The piece, “Native Hosts,” Hock E Aye Vi Edgar Heap of Birds (Cheyenne, Arapaho), consisted of five metal panels that include the names of the Kaw, Potawatomi, Ioway, Ne Me Ha Ha Ki, and Kickapoo tribes. The theft came just weeks after four panels in the installation were vandalized in an unrelated incident by two defendants in September 2021. Within a day, KUPD recovered and returned to the panel to the university’s Spencer Museum of Art.

John Wichlenski and Samuel McKnight, both 23, faced charges of theft of a value of at least $1,500 but less than $25,000 — level-9 felonies. The defendants agreed to diversions, and as a part of their diversion agreements, both participated in a restorative justice circle facilitated by Building Peace that included representatives from Spencer Museum and KU’s First Nations Student Association (FNSA)

Before the presentation, Spencer Museum of Art Director Saralyn Reece Hardy spoke about “Native Hosts,” noting their thought-provoking design, utilizing the names of tribes who once occupied Kansas before they were displaced.
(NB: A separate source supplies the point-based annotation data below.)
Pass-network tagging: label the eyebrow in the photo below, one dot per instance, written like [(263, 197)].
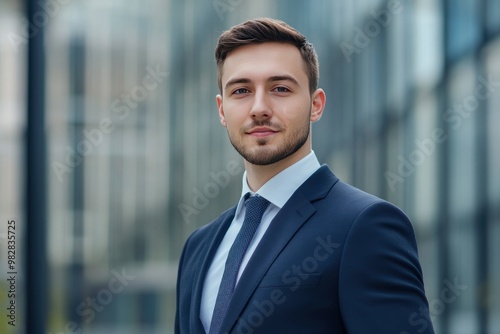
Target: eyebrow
[(270, 79)]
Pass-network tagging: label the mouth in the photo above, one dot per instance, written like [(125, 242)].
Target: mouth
[(261, 132)]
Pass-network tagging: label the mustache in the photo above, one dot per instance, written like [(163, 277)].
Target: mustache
[(266, 123)]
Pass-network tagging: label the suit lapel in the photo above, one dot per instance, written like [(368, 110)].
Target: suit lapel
[(287, 222), (213, 240)]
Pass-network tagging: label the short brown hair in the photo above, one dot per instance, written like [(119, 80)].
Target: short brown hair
[(267, 30)]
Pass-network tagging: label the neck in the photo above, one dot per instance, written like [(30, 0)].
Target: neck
[(258, 175)]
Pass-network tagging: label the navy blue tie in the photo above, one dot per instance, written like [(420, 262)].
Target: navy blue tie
[(255, 207)]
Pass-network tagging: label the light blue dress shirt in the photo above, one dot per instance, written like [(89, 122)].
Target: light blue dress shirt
[(278, 191)]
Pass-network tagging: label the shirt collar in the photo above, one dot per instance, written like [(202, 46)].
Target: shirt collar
[(281, 187)]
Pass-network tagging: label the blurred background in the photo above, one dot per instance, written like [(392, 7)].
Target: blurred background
[(112, 153)]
Native American Student Success Coordinator Lori Hasselman opened the public apology at 2:00 p.m. on Saturday, Dec. 9, to a crowd gathered at the site of the theft in front of The Spencer Museum of Art.



“Restoration is tough,” Hasselman said in her opening statements, “It’s difficult, and it is not easy and it is also very beautiful at the same time. It is having a hard conversation; for some of us, it is confronting trauma.”